[segyio] 176/376: Handle 4G+ files on sizeof(long) == 4 platforms.
Jørgen Kvalsvik
jokva-guest at moszumanska.debian.org
Wed Sep 20 08:04:28 UTC 2017
This is an automated email from the git hooks/post-receive script.
jokva-guest pushed a commit to branch debian
in repository segyio.
commit dabfa4b9db5c25eda53db5554adda53650ac27bd
Author: Jørgen Kvalsvik <jokva at statoil.com>
Date: Fri Feb 10 10:35:59 2017 +0100
Handle 4G+ files on sizeof(long) == 4 platforms.
The use of size_t for file positions uses an implicit conversion to
long for calls to fseek and friends. Long is *not* guaranteed to be
64-bit, so this effectively restricts portable support for very large
files.
segy_seek has been rewritten to consider LONG_MAX and doing repeated
relative seeks should the position overflow a long. On most platform
this path should not be taken and optimised out.
---
cmake/check_includes.cmake | 11 +++++++
lib/src/segy.c | 73 ++++++++++++++++++++++++++++++++++++----------
lib/src/segyio/util.h | 4 +--
lib/test/segy.c | 16 ++++++----
4 files changed, 81 insertions(+), 23 deletions(-)

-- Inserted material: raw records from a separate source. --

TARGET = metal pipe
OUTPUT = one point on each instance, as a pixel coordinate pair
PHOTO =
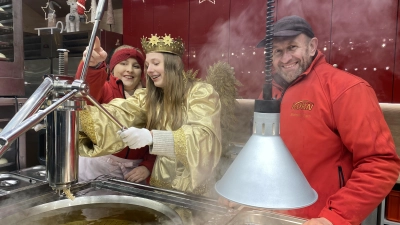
(92, 38)
(8, 137)
(31, 106)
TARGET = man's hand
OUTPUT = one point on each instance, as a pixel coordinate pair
(98, 54)
(136, 138)
(318, 221)
(138, 174)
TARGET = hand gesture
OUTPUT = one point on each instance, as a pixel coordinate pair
(98, 54)
(136, 138)
(138, 174)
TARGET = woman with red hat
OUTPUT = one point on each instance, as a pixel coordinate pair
(126, 76)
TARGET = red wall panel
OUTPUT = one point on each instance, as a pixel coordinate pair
(396, 77)
(363, 41)
(247, 28)
(138, 20)
(355, 35)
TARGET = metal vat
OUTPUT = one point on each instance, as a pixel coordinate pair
(106, 209)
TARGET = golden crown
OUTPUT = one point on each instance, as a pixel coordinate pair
(163, 44)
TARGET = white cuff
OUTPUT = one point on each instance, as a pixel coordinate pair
(163, 143)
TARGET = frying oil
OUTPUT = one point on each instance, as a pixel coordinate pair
(99, 214)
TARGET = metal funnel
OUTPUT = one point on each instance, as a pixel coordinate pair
(264, 174)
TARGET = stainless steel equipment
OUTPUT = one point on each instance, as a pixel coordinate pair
(36, 172)
(64, 98)
(108, 209)
(40, 200)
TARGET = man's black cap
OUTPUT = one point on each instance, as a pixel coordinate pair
(290, 26)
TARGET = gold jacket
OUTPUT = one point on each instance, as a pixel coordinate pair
(186, 158)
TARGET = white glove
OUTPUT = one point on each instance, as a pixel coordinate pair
(136, 138)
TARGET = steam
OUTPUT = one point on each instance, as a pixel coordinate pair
(234, 41)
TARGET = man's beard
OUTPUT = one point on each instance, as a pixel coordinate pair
(303, 66)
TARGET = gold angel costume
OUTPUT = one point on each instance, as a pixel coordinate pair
(186, 158)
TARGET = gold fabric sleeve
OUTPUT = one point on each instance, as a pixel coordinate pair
(102, 132)
(197, 146)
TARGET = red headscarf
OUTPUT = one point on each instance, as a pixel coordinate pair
(126, 53)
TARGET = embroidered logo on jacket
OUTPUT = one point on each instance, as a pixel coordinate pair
(303, 105)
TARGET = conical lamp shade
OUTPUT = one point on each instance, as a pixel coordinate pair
(265, 175)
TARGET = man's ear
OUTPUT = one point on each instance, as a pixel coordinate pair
(313, 44)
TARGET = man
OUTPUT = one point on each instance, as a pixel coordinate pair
(333, 126)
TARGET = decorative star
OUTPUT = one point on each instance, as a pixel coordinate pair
(168, 40)
(212, 1)
(154, 40)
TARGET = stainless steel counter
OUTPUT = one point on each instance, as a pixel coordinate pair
(21, 203)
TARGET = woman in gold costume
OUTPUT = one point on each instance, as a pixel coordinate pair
(177, 116)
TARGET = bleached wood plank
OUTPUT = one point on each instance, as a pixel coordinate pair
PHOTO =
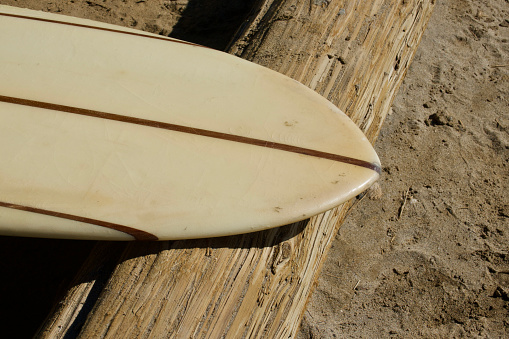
(355, 53)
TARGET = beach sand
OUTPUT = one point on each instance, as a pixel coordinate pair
(426, 255)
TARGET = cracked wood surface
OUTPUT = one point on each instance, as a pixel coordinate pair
(356, 54)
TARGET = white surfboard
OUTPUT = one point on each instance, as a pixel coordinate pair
(113, 133)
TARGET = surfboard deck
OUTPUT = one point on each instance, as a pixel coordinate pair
(116, 134)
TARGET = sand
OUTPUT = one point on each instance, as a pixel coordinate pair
(428, 256)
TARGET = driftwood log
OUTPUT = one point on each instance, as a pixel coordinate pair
(356, 54)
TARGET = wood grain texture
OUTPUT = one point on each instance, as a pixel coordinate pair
(256, 285)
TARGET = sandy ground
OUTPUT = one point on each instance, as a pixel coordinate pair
(430, 257)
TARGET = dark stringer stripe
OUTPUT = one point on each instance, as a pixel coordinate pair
(136, 233)
(191, 130)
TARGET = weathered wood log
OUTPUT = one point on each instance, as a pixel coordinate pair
(356, 54)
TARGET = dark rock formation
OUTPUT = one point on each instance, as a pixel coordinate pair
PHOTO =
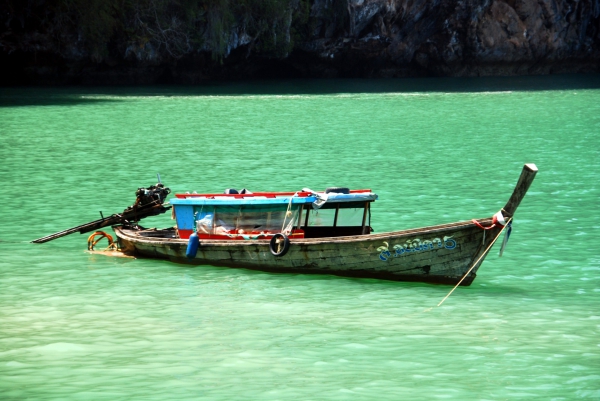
(301, 38)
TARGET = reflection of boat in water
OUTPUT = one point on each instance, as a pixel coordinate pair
(318, 232)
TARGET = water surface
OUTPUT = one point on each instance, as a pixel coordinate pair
(80, 326)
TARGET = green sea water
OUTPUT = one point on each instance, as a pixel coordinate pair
(80, 326)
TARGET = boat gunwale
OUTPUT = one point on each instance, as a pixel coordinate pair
(126, 233)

diff --git a/cmake/check_includes.cmake b/cmake/check_includes.cmake
index 04d36b5..a7d022c 100644
--- a/cmake/check_includes.cmake
+++ b/cmake/check_includes.cmake
@@ -1,4 +1,5 @@
include(CheckIncludeFile)
+include(CheckFunctionExists)
# Portability checks; look for htons function
check_include_file("netinet/in.h" HAVE_NETINET_IN_H)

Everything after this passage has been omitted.